Caratteristica fondamentale del film è anche il saper conciliare tale carattere riflessivo con una forte emotività di fondo. E' come se Truffaut con questo film abbia voluto far reincontrare tutti i ragazzi selvaggi del suo cinema, con una figura paterna buona ed autorevole.

FILM SUL LINGUAGGIO, SULLA NUOVA FONDAZIONE DEL LINGUAGGIO, SULLA VERGINITA' LINGUISTICA, SULLA PUREZZA VIRGINEA DEL CINEMA CHE RICOSTRUISCE UN EVENTO SIMILE.

"Il Ragazzo Selvaggio" ci dona una assoluta PUREZZA DI IMMAGINE IN CUI IL BIANCONERO DI NESTOR ALMENDROS SI FA CATALIZZATORE ESPRESSIVO.

Film puro sulla purezza, dunque, ma anche film su un sottile rapporto di potere, rapporto di potere limitato, certo, da moltissimi aspetti positivi nella relazione che si instaura fra il protagonista ed il ragazzo selvaggio.

Ripeto ed approfondisco: la messa in scena nel "Ragazzo Selvaggio" è diversa da molti altri film di Truffaut, qualche studioso ha messo in luce di come la messa in scena sia tipicamente bressoniana, nella sua apparente freddezza e riflessività, nel suo rigore formale, nella sua austerità.

Ad esempio, bene è stato sottolineato l'uso della voce fuori campo (quasi a volere esaltare il proprio carattere critico-narrativo, teorico, riflessivo), l'uso della dissolvenza (che scandisce in modo solenne ed austero l'andamento del film oltre ad isolare gli episodi fra loro e farli riallacciare allo spettatore in modo critico e riflessivo, anche in questo caso).

Ecco, questi sono tutti aspetti molto importanti del cinema del sommo Robert Bresson (1901-1999), del suo cinema austero e spirituale.

In chiusura: tirando le somme, io credo che "Il Ragazzo Selvaggio" sia attraversato, magari in modo nascosto, da una pulsione comunque anti-autoritaria, NOSTALGICAMENTE LEGATA ALLA LIBERA VITA SELVAGGIA, come ci mostra l'ultima scena del film.

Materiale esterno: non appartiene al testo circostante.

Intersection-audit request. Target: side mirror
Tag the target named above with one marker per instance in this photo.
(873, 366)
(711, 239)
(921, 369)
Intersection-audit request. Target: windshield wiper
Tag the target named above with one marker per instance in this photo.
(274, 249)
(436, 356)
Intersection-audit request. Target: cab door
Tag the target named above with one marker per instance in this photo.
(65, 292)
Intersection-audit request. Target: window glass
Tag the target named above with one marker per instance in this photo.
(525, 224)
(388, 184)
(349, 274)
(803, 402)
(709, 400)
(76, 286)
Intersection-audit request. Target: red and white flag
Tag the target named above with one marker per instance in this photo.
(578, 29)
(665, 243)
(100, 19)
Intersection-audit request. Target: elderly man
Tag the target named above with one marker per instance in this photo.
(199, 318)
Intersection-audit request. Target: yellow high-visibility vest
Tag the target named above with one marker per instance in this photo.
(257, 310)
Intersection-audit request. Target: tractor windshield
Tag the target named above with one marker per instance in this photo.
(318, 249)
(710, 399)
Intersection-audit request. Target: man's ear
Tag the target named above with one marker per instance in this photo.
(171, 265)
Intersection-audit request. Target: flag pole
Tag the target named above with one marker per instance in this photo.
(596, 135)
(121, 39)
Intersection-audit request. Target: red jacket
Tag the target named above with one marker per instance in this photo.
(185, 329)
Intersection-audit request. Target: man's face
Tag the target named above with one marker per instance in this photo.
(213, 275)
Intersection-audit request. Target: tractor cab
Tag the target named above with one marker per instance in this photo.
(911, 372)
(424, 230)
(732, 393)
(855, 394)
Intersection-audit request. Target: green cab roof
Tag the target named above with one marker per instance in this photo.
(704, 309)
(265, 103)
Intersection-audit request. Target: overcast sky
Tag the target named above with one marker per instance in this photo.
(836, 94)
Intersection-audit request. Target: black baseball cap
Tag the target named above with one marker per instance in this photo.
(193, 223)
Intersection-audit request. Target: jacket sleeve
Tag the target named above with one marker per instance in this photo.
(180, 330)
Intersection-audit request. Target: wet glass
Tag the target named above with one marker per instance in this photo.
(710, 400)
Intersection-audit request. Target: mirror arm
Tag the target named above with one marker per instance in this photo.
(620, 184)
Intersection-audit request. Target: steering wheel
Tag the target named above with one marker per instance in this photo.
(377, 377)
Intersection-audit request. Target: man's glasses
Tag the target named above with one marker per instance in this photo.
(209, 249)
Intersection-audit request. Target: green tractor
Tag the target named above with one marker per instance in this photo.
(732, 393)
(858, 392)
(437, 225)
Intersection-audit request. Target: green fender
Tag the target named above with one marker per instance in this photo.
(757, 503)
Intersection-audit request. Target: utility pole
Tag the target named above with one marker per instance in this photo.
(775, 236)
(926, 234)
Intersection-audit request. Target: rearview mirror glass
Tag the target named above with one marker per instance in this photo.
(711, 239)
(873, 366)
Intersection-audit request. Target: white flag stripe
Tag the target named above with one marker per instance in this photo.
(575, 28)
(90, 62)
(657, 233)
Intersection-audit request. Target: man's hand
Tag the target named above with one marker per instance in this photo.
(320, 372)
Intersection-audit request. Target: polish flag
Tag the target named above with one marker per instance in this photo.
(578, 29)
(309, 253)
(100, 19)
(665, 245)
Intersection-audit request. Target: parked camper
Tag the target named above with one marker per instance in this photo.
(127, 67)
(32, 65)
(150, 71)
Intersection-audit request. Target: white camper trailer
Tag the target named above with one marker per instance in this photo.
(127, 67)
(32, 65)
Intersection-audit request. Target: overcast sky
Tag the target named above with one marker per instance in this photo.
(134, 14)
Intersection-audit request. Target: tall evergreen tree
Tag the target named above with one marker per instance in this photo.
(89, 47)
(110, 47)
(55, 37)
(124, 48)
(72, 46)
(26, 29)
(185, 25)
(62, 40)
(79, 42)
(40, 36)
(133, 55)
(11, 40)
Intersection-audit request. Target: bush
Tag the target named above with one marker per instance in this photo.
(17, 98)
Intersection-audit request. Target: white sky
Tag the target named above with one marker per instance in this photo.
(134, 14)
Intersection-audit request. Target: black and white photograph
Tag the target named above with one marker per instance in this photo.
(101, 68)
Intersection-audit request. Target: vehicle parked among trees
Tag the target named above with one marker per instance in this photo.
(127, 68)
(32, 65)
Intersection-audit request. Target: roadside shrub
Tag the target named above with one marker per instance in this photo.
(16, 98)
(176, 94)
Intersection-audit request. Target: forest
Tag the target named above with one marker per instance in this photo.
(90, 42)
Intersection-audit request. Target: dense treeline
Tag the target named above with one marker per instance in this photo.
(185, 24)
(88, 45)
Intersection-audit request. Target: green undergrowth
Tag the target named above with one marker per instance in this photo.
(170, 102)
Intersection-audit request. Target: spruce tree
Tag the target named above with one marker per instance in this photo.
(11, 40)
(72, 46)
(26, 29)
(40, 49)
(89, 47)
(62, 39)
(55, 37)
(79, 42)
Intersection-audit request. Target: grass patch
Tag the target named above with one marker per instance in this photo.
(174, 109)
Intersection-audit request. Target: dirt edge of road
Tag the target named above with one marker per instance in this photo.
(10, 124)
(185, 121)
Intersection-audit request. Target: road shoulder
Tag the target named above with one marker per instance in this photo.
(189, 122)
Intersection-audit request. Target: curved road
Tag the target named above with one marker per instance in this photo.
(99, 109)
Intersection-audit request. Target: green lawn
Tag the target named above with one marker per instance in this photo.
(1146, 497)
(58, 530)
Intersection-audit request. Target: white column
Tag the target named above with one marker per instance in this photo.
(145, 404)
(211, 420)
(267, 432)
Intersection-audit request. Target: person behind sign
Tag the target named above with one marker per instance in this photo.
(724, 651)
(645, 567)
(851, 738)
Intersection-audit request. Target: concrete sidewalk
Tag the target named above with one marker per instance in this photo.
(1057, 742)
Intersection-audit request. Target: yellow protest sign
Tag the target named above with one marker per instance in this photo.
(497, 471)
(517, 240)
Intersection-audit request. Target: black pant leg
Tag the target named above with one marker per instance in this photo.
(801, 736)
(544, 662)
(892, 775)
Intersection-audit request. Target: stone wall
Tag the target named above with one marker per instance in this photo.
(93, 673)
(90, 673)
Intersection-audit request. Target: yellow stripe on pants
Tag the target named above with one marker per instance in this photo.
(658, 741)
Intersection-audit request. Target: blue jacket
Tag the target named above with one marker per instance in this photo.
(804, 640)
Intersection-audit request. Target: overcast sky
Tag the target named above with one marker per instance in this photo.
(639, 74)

Il rimpianto stesso, costituisce, implicitamente una critica a molti aspetti della civiltà e della società borghese in cui il ragazzo selvaggio si trova costretto a vivere, questo è a mio avviso una scena (quella finale, appunto) assolutamente da non sottovalutare e da tenere presente.

"Il Rgazzo Selvaggio": film molto importante proprio in virtù di questo suo carattere ambivalente.